In the very early hours of the morning I sat parked in an ambulance at a truck stop and starred into the window of the late-night restaurant. I had little else to look at aside from my watch, counting the hours until I got off from work and could go home to my own bed.
Through the window I watched a very heavy-set African American woman, dressed in the cheap, red uniform, push a broom across the floor. If I were any place else I wouldn't have given it a second thought, but here I was a captive audience and couldn't help reflect on what I was witnessing. Dozens of questions flashed through my mind as I watched the thirty-something woman go about her manual tasks. Was this where she envisioned fifteen years ago that her life would end up? What does she dream of, aspire to, or has she resigned her life to where she is now? I couldn't help myself and tried to recreate her life in my mind, I wanted to project myself into her reality. What were her disappointments, her victories? What motivates her? Where, if at all, would she go back and change her life. Above all, was she happy? The questions kept coming and coming as I watched her through the grimy window.
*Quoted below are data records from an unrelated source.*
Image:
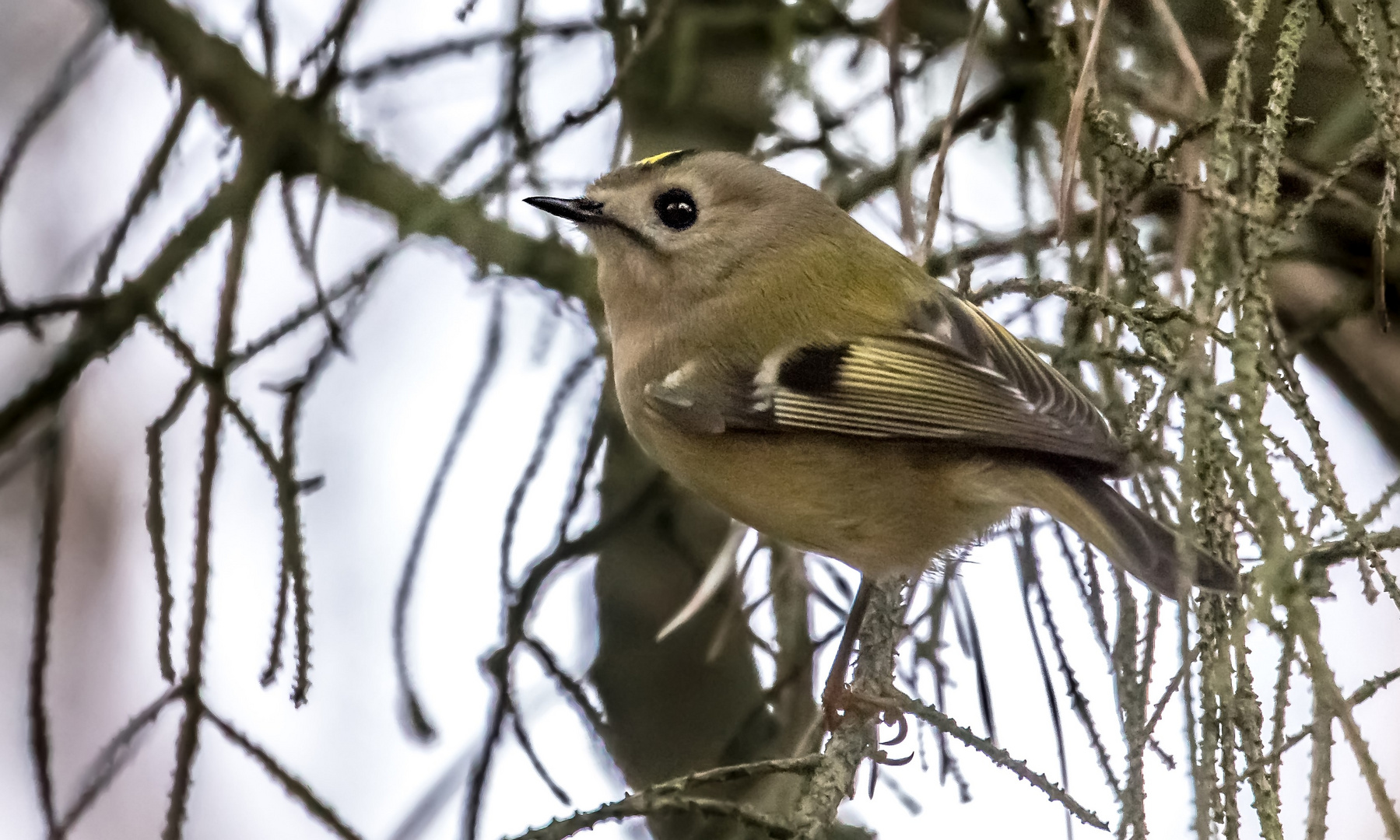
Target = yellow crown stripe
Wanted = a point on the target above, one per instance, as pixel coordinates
(657, 159)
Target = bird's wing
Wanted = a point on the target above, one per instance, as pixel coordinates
(953, 376)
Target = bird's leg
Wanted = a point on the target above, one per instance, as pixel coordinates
(833, 696)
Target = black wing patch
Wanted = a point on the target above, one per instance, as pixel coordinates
(954, 376)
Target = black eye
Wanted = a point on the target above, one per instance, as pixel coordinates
(675, 209)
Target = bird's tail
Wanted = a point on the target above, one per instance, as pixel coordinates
(1133, 541)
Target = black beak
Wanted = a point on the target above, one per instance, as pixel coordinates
(580, 210)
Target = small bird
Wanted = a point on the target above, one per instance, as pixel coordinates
(815, 384)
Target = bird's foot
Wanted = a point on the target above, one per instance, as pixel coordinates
(842, 702)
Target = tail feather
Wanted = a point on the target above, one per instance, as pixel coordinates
(1132, 539)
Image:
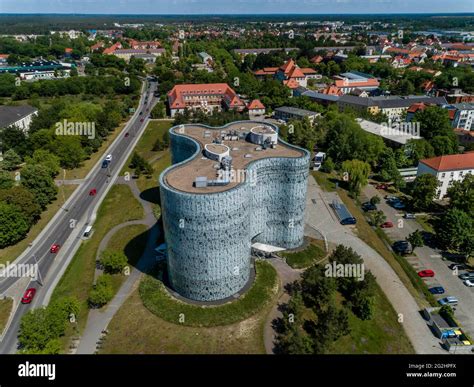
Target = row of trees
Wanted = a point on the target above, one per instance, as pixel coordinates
(313, 320)
(41, 329)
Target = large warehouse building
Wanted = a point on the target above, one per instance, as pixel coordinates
(229, 188)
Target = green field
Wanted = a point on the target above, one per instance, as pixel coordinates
(311, 254)
(158, 301)
(118, 207)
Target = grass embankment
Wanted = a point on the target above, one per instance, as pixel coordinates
(234, 328)
(158, 301)
(383, 334)
(118, 207)
(12, 252)
(130, 240)
(6, 305)
(310, 254)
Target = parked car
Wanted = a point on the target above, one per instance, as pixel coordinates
(28, 296)
(402, 247)
(54, 248)
(452, 301)
(426, 273)
(459, 266)
(398, 205)
(368, 206)
(465, 276)
(436, 290)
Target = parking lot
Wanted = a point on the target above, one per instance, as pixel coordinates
(429, 258)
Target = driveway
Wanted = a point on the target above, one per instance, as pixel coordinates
(320, 216)
(429, 258)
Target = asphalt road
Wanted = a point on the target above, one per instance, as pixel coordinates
(78, 210)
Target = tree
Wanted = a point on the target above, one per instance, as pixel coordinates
(46, 158)
(423, 191)
(14, 225)
(24, 200)
(461, 195)
(455, 231)
(159, 111)
(37, 179)
(328, 165)
(377, 218)
(11, 160)
(357, 173)
(102, 292)
(375, 200)
(317, 288)
(6, 180)
(416, 239)
(113, 261)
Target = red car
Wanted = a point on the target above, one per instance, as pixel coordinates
(28, 296)
(54, 248)
(426, 273)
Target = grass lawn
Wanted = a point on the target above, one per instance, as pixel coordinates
(158, 160)
(312, 253)
(5, 309)
(135, 330)
(12, 252)
(325, 181)
(426, 222)
(383, 334)
(118, 207)
(158, 301)
(375, 240)
(82, 171)
(130, 240)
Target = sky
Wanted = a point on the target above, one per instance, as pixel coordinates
(235, 6)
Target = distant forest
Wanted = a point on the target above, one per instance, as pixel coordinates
(43, 23)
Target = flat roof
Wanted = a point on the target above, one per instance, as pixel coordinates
(388, 133)
(182, 177)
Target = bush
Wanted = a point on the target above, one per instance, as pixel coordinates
(102, 292)
(113, 261)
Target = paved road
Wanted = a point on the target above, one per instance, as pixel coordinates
(321, 216)
(429, 258)
(80, 209)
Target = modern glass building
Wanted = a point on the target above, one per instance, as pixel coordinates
(229, 187)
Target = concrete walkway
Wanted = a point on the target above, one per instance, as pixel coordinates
(99, 319)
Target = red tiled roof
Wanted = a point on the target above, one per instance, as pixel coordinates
(450, 162)
(256, 105)
(291, 83)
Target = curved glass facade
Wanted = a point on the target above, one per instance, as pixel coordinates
(209, 235)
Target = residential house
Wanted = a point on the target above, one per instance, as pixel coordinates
(19, 116)
(208, 97)
(447, 169)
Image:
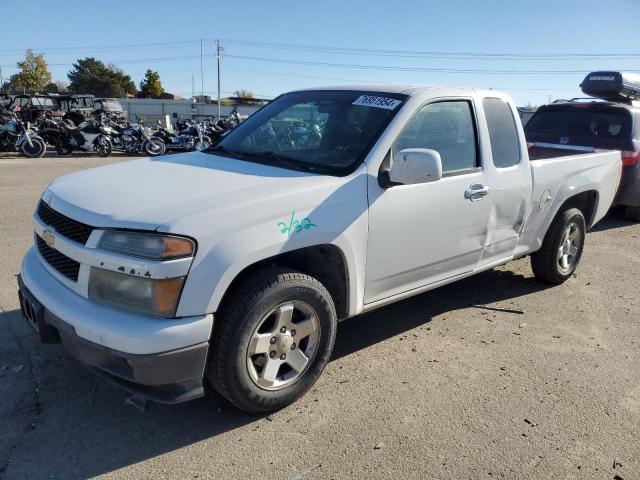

I suppose my lesson was that everyone has a story, a life, a past, and a present. I for one am guilty of going through my days at times oblivious to those around me. I see people but I truly do not "see' them; the man crossing the street with his young son or the woman pushing the broom late at night. I suppose in many ways this is why I like 911 so much. For a brief moment in time it's just me in the back of the ambulance with another person, a chance to get to know someone on a deeper more compassionate level, other than just simply seeing them.